Uncle Silas's death created a very difficult situation for me. As his only heir, his farm became mine. But no woman in Niobrara, or anywhere else that anyone in Niobrara knew of, lived alone and managed a farm by herself. This was supposed to be done on her behalf by a husband or son or uncle or cousin, or at least a close male friend. I had none of these.
“Choose a man and get on with your life,” people told me over and over. When I tried to hire workers to harvest the grain, they all refused to work for a woman. A year after my uncle had passed I was still unmarried, and even the other women in the village began to act uncomfortable around me. Once, several of them pulled me aside and told me I was acting “unnatural.”
Layla
I knew better. I had spent the year making plans. Never forgetting Aunt Lodi's words, I was not only keeping my dreams, I was going to try to make them come true.
Besides the farm, which was worth something itself, Uncle Silas had bequeathed me some money. It wasn't a fortune by any means, but the small pile of coins he'd accumulated over the years amounted to enough for what I needed—a sum sufficient to keep me in simple food and clothing for a long time, with quite a bit left over. And I knew what I wanted to do with the money that was left.

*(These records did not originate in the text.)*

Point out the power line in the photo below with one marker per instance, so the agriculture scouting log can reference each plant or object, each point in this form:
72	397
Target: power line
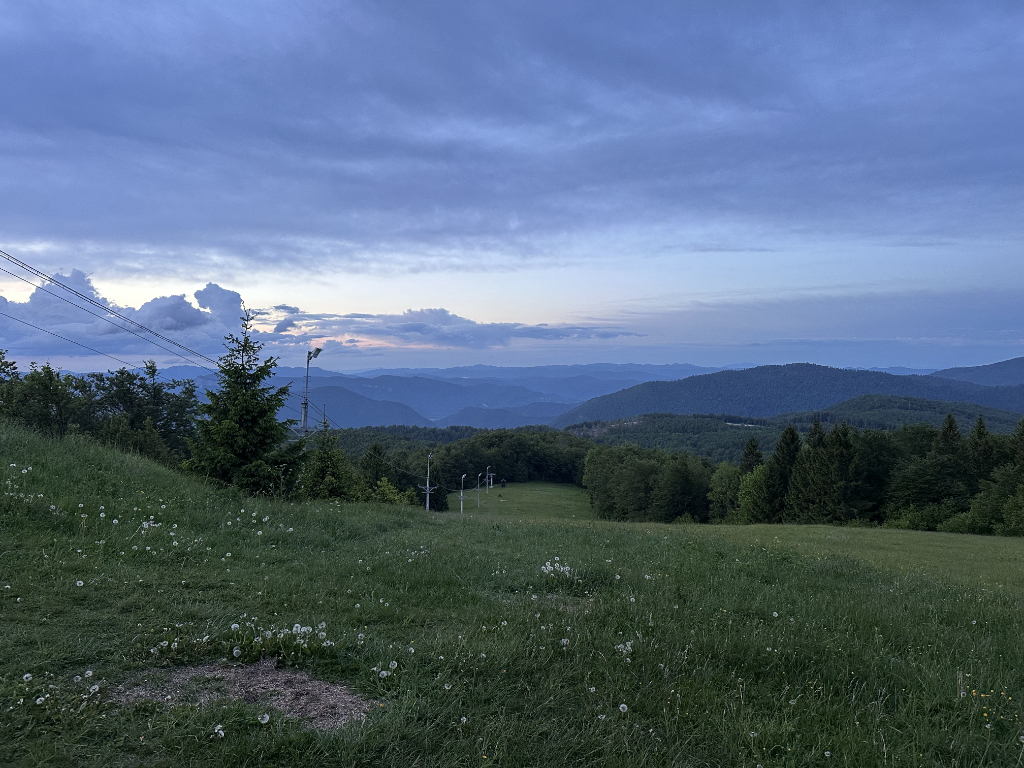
95	314
72	341
99	305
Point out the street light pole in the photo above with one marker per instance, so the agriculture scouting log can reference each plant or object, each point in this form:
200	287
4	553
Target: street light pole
305	392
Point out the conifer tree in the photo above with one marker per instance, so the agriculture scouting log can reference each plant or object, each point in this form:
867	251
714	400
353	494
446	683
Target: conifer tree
752	458
981	451
240	440
327	473
948	442
821	487
1017	443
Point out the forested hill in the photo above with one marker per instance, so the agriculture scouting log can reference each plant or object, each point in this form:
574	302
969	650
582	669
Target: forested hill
722	437
771	390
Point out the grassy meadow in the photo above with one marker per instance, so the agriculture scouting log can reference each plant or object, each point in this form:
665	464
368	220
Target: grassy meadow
523	633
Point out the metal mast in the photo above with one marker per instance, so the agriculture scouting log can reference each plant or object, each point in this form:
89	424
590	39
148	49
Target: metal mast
305	392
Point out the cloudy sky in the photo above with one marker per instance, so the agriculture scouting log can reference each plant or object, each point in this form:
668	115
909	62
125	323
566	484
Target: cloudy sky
518	183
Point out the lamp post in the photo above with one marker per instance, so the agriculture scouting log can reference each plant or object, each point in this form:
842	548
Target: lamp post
305	392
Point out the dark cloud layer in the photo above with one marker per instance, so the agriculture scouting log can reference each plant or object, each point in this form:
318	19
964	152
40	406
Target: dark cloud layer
203	329
172	137
925	329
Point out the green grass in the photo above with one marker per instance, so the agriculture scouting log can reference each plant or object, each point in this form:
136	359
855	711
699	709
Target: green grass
878	633
527	501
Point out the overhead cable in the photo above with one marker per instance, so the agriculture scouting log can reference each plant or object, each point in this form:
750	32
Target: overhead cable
100	305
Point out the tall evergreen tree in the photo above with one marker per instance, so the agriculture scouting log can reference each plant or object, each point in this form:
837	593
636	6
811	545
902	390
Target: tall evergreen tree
981	450
1017	442
949	442
241	439
786	451
752	457
821	488
327	473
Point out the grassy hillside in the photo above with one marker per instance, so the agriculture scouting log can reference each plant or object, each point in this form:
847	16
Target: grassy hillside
664	645
771	390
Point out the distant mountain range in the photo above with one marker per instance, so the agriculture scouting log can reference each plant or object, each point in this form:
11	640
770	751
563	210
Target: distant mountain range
1007	373
771	390
491	396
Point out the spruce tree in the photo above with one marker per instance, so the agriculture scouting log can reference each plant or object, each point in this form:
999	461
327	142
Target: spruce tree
1017	442
752	458
948	442
240	438
327	473
981	451
821	488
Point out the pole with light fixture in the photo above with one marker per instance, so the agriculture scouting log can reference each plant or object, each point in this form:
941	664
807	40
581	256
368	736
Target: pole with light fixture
305	393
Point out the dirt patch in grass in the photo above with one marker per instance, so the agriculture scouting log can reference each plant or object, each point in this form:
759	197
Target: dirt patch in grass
322	706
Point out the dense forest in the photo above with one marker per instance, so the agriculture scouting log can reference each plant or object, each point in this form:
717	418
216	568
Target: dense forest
774	390
137	412
721	437
913	477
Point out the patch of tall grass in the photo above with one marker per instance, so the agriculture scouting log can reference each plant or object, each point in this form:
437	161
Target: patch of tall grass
649	644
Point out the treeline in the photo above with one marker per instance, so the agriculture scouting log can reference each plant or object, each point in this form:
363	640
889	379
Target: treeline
135	412
913	477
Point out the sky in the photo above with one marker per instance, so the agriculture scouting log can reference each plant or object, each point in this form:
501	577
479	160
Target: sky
516	183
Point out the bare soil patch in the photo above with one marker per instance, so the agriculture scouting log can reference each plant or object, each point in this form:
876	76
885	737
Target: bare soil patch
321	705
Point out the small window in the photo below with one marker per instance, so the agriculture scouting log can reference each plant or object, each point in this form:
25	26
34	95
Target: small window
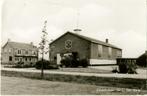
5	50
10	58
9	50
26	59
26	52
16	59
19	51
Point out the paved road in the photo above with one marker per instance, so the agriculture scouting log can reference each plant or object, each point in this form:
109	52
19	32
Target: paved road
24	86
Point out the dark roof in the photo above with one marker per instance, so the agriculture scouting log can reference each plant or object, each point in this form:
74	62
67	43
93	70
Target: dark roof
88	39
21	45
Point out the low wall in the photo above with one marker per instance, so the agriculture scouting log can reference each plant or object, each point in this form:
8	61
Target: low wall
100	81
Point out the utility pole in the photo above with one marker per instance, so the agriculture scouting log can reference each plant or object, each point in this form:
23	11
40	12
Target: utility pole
42	47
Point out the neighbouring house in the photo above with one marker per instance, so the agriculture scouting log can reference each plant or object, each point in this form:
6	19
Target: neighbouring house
14	52
95	51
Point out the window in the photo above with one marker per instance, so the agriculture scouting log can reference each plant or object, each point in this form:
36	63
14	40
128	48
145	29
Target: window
34	53
10	58
26	52
5	50
19	51
9	50
118	53
109	51
100	50
16	59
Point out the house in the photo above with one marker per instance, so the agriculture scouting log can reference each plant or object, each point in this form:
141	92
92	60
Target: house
14	52
97	52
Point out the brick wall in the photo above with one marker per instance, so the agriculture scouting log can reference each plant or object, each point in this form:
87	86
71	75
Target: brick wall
78	45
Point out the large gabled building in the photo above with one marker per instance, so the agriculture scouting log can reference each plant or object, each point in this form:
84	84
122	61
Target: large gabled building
96	51
14	52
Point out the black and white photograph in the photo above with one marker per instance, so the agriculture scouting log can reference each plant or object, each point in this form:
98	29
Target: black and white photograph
73	47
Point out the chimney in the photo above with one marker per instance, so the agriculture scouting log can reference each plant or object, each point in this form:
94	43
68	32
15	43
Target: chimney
107	41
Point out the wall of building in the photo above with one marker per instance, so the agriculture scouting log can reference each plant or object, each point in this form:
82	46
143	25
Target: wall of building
7	51
101	54
78	45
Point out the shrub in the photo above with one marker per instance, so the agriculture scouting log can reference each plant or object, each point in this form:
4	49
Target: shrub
46	65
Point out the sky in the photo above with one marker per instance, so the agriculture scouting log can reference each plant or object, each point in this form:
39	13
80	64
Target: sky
123	22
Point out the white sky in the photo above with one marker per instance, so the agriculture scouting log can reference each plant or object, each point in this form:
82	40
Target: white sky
122	21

The mysterious gift-giver of local legend might be magical, or might not. I could not be that person—I certainly had no special powers—but I could do some of the same things. I would take my money and use it to buy blankets and cloaks and food for people in need. During the year between my uncle's death and the time I left Niobrara, I thought long and hard about how best to do this. Gradually, I realized several things.
First, as a giver I, too, must remain anonymous. Even the very poorest people still had pride and might be insulted by a strange woman simply handing them gifts. The legendary gift-giver, whoever that was or might have been, was right to leave presents at night and in secret.
Second, I must distribute my gifts as widely as possible. There were poor, deserving people everywhere. To stay in one place for too long would also cause another problem. After a while, people in the area would begin to stay awake at night in the hope that they could find out who the gift-giver might be. Besides, I wanted badly to travel.